What would be your piece of advice to a new filmmaker? Or a Team setting out to make films?

Best partners mean everything.

Try to search for core members and actors who are congenial with you, although problems may penetrate the whole process of cooperation, everything will be fine in the end.

How did you choose your Cast? Was this your first time working with them?

This is the first time I cooperated with the three main actors who were elected and recommended by the agency. During casting, temperament and atmosphere are of vital importance, you need to feel their connection with characters. We have confirmed Wei Ling as the best choice of heroin Elaine Huang by a picture and remote video audition, she can effortlessly understand Huang’s inner struggle and emotion. As it were, her performance was totally natural and spontaneous, all I need to do during shooting was to remind her to be a little bit more intensive or attenuated.

Actors who acted as children, senior and young Jinse are my acquaintances in daily life, I know who they are exactly, so they only need to perform themselves.

What is the universal message that “Her Fear of Mortality” conveys?

Love Life is mostly of self-deceptions and illusory experiences. And through this general experience of all human kind, we share the pain and loss, and learn to live in the predicable unpredictability especially in the current world, and further understand the permanent impermanence of the truth.

Mortality or death is a subject always there, but we seldom speak of. The fear of it, comes from the greed of being alive. So what is being alive and live? Especially for todays’ female?

To reevaluate female meanings of life in the current context, and convey the strength and force to those modern women in a similar life situation of despair and pain, and generate the passion for life and courage to self fulfillment.

What’s next for you as a Filmmaker? What are you working on at the moment?

I am now revising its full-length screenplay for the feature film and hope it will soon receive investment to be filmed.

However, I am clearly aware of several difficulties in its budget and casting, what’s worse, under the pandemic time of Covid-19 in China, our shooting may be far and far away.
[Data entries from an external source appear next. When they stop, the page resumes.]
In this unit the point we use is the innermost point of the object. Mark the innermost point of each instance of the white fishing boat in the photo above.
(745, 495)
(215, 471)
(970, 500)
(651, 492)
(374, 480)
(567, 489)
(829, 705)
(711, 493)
At present, I am writing a female-themed screenplay which can be easily shot with a smaller team, lower budget, rapid speed, new language and with my great friends. I plan to go on exploring and discovering on the road of film.

Her Fear of Mortality – Overview

Eileen Huang, one from earliest batch of awakening female in the era of the republic of China, chased after love lifelong yet not succeed; she has nothing at all but an awaked mind. Her whole life serves a harbinger of tragedy and bleakness, of the ultimate misery when women has nowhere to go after the happiness illusions retreat in the old times.